Kingdom Under Fire is a console-based realtime strategy series in which you lead fantasy forces in mass conflict. It owes a lot to Dynasty Warriors and really, I feel the most defining aspect of the titles are their Korean origins, which are readily apparent from the visual design. Circle Of Doom (due for release in February in Europe, out now elsewhere) is a spin-off title, focusing on the series’ heroes. In essence, it’s the same game, without the mass of allies in tow. Instead of facing thousands of enemies alone, you’re wading your way through a couple of dozen at once. I played the game for some six hours last weekend.
The game makes up for its diminished scale with a focus on building your character. If you’ve played Diablo or its like (for instance, the fun Throne Of Darkness on the PC), you’ll feel right at home. Right from the start, you’ll be amassing ever better gear, combining them to make them more potent, buying abilities and juggling your loadout of weapons, armor, accessories and skills to match your opposition.
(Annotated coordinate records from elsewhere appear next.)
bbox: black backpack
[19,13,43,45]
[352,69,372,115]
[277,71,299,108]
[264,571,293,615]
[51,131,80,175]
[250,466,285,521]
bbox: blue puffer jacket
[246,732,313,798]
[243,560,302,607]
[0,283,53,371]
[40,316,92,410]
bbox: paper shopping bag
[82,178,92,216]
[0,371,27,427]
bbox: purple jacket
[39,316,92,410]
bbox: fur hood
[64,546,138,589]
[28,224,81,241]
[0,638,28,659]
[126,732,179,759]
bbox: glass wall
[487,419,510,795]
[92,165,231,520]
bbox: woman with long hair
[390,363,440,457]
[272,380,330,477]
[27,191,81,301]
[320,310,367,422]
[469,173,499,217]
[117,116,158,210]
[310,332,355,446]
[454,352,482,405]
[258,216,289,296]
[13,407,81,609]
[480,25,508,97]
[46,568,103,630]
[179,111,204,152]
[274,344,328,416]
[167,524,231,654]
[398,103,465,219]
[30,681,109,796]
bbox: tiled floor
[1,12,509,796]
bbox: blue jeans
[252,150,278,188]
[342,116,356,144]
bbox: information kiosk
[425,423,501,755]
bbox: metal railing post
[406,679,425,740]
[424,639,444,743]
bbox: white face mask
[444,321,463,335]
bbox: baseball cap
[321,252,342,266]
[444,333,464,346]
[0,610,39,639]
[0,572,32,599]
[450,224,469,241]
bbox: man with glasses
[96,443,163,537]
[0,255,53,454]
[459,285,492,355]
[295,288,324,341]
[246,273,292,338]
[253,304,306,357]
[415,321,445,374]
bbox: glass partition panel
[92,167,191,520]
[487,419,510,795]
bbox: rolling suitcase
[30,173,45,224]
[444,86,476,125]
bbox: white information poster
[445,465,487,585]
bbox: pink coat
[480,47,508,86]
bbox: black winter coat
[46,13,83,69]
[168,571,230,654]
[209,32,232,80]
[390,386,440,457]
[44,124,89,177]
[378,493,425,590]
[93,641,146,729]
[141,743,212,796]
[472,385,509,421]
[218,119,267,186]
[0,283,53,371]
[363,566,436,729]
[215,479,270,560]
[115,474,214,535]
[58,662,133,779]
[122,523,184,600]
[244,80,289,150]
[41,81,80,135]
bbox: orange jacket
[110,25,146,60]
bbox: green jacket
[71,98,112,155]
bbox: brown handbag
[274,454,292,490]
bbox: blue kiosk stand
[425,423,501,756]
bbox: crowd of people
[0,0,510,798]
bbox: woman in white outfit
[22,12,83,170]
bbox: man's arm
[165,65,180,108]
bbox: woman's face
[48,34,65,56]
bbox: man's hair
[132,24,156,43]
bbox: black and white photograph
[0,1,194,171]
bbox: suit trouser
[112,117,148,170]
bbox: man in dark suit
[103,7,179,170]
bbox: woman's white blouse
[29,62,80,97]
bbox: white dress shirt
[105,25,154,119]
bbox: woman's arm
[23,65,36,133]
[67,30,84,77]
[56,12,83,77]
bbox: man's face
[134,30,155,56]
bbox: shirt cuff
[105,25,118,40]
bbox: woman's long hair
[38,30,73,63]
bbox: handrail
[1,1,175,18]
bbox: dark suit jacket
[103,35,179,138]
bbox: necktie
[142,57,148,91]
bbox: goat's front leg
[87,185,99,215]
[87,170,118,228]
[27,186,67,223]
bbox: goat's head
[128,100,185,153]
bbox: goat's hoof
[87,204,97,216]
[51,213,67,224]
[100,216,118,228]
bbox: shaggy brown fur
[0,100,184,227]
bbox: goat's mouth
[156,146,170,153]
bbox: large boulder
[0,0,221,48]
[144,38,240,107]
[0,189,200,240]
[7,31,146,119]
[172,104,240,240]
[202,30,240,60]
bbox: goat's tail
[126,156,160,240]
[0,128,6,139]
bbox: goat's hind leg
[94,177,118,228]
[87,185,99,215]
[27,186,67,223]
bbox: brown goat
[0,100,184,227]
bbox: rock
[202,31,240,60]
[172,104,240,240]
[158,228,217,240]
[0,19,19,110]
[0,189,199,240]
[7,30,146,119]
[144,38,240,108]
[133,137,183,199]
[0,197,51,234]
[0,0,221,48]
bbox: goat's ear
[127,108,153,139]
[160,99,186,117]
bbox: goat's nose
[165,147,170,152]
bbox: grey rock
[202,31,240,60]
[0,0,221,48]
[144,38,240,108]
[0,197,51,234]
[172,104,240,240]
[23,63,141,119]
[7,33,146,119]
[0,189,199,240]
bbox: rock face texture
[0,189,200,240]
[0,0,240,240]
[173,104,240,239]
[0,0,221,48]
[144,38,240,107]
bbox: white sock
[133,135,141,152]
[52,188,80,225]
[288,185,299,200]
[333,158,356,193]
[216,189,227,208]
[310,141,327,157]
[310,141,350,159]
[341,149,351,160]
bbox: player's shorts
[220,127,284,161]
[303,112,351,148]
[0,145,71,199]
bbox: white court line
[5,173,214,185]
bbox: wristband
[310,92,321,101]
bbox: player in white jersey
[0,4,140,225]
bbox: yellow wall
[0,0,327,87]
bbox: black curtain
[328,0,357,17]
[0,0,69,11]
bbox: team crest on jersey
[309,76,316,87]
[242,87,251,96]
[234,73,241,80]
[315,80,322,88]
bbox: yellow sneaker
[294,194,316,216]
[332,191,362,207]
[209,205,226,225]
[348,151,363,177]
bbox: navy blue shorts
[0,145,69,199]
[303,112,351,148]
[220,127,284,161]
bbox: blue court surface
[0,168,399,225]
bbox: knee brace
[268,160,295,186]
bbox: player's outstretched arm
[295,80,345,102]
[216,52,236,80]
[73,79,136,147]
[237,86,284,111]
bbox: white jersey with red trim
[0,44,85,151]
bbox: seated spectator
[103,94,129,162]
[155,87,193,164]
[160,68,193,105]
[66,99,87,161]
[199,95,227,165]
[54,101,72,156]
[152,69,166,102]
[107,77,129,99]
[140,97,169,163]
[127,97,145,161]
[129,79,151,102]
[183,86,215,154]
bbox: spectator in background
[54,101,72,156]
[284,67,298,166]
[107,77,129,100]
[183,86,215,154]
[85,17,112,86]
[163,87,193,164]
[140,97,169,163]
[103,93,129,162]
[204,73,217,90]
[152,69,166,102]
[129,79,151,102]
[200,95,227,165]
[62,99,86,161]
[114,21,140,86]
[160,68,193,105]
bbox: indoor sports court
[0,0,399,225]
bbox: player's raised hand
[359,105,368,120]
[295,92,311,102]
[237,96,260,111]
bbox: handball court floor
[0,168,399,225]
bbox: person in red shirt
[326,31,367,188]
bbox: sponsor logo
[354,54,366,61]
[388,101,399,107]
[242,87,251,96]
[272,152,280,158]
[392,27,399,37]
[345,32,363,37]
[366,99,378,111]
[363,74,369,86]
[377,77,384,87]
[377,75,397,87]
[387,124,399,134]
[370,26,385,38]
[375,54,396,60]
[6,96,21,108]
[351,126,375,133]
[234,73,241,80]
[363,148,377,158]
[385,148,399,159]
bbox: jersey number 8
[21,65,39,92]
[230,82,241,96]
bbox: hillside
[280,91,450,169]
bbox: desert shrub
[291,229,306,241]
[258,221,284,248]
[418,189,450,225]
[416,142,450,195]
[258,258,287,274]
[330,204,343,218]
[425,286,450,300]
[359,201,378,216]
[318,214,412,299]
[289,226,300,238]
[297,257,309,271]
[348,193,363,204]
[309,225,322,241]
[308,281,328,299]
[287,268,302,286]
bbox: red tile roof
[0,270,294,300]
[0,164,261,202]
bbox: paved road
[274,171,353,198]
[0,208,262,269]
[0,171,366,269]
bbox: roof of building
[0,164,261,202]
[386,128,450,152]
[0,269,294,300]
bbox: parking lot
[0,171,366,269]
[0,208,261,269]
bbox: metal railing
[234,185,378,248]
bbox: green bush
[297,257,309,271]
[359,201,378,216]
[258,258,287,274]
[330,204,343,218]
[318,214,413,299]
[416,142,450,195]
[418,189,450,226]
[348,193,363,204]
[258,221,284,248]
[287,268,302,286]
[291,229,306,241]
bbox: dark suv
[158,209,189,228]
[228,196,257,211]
And that’s the whole of the game. Despite the rather intriguing characters, nothing much is done with them, content with advancing the storyline via dialogue. You have half a dozen characters to choose from, and they do play differently, but I would have hoped some more variance in the content to go with that.
You’re free to revisit areas of the game you’ve already cleared – and you’d better, too. The point of the game is to grind the masses of enemies and locate better gear, in order to be able to tackle the harder difficulty levels (and score even better gear). After a handful of mostly linear stages, you face a boss, and then it’s onto a new area. Rinse and repeat. All of this is facilitated by randomly generated environments, which help to keep things somewhat fresh, but the overall look is a bit too gray and lifeless to really excite.
If you’re into the whole Diablo loot-feast, you won’t go too far off with this, although it can get repetitive (yet addictive). The major complaint I have is the lack of local multiplayer. The combat could do with more depth, but the practically limitless combinations of items and abilities keep things interesting. Then again, there is nothing here for you if you’re looking for story content or an overall arc, with a beginning and an end. On the PC side, Hellgate: London is a recent very similar game, executed better.